Lynda Verghese and Ashwin Ahuja
Betsi Cadwaladr University Health Board
Ambiguities arising out of the complexities in conventional risk stratification of women with suspected pre-eclampsia inevitably lead to repeated hospital attendances, increased use of resources, considerable anxiety for women and often missed at-risk cases.
With the advent of the COVID pandemic, in order to reduce unnecessary admissions and visits to the hospital, to optimize patient outcomes, this evidence-based pilot study was conceived.
- Accurately risk stratify the patients with suspected pre-eclampsia.
- Reduce the number of repeat outpatient attendances unnecessary hospital admissions in patients with suspected pre-eclampsia.
- Avoid missing at risk patients that may slip through the gaps.
- Preventing iatrogenic preterm births and potentially Special Care baby Unit (SCBU) admissions.
- Allay the anxiety and mental health issues for the patient and their families associated with hospitalisation.
- Optimise the use of NHS resources including but not limited to the burden on the pathology laboratories, health care staff, emergency department and maternity day assessment units – thereby making tremendous positive managerial and financial impact.
Cohort of 34 women, all 6 cases in the red group were admitted, developed severe preeclampsia (2 of which developed HELLP) within the same week, were stabilized, given prophylactic steroids in view of prematurity and were delivered. The amber group was managed with increased outpatient surveillance until a max. of 37 – 38 weeks.
- PLGF Triage testing proved to be of excellent diagnostic value in the local cohort of patients with suspected pre-eclampsia.
- Prevented maternal complications like eclampsia / stroke / DIC / death.
- Prevented foetal complications: stillbirths, prevented iatrogenic preterm deliveries
- Provided reassurance for outpatient surveillance and alleviated maternal anxiety allowing patients in this sub-group to safely go home – implications on her and her family’s mental and physical health (especially in the pandemic), associated childcare and travel costs.
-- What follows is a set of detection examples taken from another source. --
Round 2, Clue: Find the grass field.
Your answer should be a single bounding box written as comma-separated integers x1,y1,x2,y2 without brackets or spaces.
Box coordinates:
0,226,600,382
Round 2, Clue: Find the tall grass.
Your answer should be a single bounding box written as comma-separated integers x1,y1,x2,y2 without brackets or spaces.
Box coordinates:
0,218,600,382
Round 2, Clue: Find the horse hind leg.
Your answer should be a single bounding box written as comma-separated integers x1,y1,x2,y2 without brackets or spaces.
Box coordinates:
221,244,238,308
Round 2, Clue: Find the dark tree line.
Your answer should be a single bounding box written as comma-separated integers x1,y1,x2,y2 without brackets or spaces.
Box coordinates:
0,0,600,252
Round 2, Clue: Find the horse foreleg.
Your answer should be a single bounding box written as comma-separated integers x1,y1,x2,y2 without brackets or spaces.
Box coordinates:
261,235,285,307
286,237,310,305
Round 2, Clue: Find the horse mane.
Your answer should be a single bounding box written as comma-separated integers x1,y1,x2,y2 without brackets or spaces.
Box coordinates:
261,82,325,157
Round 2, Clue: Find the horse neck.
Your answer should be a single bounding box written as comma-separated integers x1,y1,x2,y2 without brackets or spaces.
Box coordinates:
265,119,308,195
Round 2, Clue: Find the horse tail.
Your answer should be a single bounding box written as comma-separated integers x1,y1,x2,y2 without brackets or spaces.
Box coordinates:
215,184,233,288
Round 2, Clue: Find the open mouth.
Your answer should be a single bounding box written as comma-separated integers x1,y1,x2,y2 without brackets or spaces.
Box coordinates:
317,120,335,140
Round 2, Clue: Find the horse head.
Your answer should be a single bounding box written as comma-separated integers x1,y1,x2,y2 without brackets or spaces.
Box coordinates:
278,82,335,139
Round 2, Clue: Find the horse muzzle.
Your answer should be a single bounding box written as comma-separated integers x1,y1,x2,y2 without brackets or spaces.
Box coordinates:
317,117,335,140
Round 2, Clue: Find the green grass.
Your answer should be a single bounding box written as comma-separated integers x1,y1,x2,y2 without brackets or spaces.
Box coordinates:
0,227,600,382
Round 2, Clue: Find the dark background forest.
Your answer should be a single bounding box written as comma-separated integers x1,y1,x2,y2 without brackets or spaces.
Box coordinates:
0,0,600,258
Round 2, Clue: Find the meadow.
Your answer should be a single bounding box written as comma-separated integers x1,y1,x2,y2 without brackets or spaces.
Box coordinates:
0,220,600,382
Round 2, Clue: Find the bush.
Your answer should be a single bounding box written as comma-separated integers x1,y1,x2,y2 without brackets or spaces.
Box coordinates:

- Total net bed cost savings of the outpatient management of the 68% of the cases identified in the study period saved the hospital about £ 34,304 in 6 months alone.
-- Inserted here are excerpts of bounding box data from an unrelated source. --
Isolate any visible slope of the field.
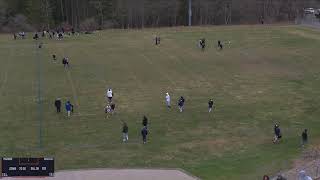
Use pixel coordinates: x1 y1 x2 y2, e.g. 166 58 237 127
0 26 320 180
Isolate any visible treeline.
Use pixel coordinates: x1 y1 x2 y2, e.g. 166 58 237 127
0 0 319 32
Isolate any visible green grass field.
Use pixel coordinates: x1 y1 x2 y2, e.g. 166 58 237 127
0 26 320 180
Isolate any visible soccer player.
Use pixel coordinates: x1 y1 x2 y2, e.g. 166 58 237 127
62 57 69 67
141 126 148 144
208 99 213 112
301 129 308 147
142 116 148 127
107 88 113 103
54 98 61 113
122 123 129 142
155 36 160 45
178 96 185 112
52 54 57 62
110 103 116 114
218 40 223 50
166 93 171 108
199 38 206 51
33 33 39 40
66 101 73 117
273 124 282 143
104 104 111 113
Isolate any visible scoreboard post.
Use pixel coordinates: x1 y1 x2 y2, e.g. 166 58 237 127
1 157 54 177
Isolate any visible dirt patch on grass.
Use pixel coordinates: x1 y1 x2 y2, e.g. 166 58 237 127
288 30 320 40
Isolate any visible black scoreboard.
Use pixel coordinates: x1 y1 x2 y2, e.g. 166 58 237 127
1 158 54 177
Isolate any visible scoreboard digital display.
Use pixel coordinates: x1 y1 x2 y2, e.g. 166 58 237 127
1 158 54 177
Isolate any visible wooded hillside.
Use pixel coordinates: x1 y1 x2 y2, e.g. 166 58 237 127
0 0 319 32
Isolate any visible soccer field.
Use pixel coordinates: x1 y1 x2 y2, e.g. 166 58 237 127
0 26 320 180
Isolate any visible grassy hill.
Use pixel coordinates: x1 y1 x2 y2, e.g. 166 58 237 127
0 26 320 180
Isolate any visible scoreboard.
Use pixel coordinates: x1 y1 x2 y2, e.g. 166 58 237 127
1 158 54 177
- SCBU cost/day saved about £1,118 day to look after iatrogenic preterm in intensive care.
- Saved medicolegal costs in terms of litigation for stillbirth/eclampsia/stroke.
- Impact on midwifery and HCA staffing and turnover in labour ward ensuring smooth transition of patient from the induction bay to the labour ward.
- Interestingly, each patient that avoids hospitalization due to the PLGF triage test reduces the greenhouse gas emissions equating to 35 T on CO2 making the project’s entire footprint to be near carbon neutral and in fact be greatly beneficial to the environment.